Mennea vinse, con l’oro nei 200, la sua seconda medaglia in quegli Europei di Roma e trascinò i suoi compagni Guerini, Oliosi e Benedetti alla medaglia d’argento dietro ai francesi ma davanti ai capziosi russi, nella staffetta 4×100. Una lezione alle tattiche di Borzov che segnava anche la prima rincorsa riuscita, delle tante che Mennea avrebbe intrapreso in quel periodo, sul finire degli anni ’70. Già allora Pietruzzo, molto solitario, molto chiuso in se stesso, non era amatissimo da tutto l’apparato federale, e nemmeno era amato Vittori, resistente all’atletica “spettacolo” che il presidente Primo Nebiolo aveva in mente di edificare e stava edificando.
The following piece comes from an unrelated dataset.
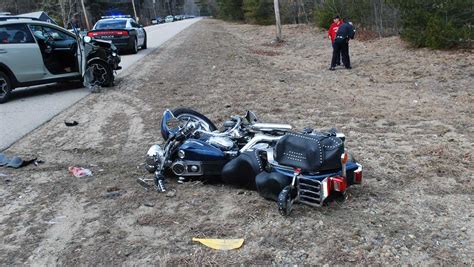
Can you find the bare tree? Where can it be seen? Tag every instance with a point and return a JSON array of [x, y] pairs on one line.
[[277, 20]]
Tanto per dare un esempio, il crescendo di successi di Mennea in quegli Europei di Roma era stato archiviato così nella rivista federale: “Per essere stato l’atleta più premiato, pure Pietro Mennea è degno di menzione onorevole”. Piccolo particolare da non dimenticare: nelle qualificazioni per la finale dei 100, dove Borzov aveva preceduto Pietro, erano rimasti per strada, vittime illustri, il finlandese Vilen e il greco Papageorgopoulos, in quel momento co-primatisti europei dei 100, insieme appunto a Borzov, con 10’’ netti. E nella finale dei 200, disertata da Borzov, Mennea aveva vinto l’oro malgrado il tedesco Ommer (poi secondo) avesse dato una seria impressione di essere partito in anticipo, di aver “rubato” l’attimo fuggente allo start, e il nostro testardo campione di Barletta fosse stato invece condizionato da un avvio lento.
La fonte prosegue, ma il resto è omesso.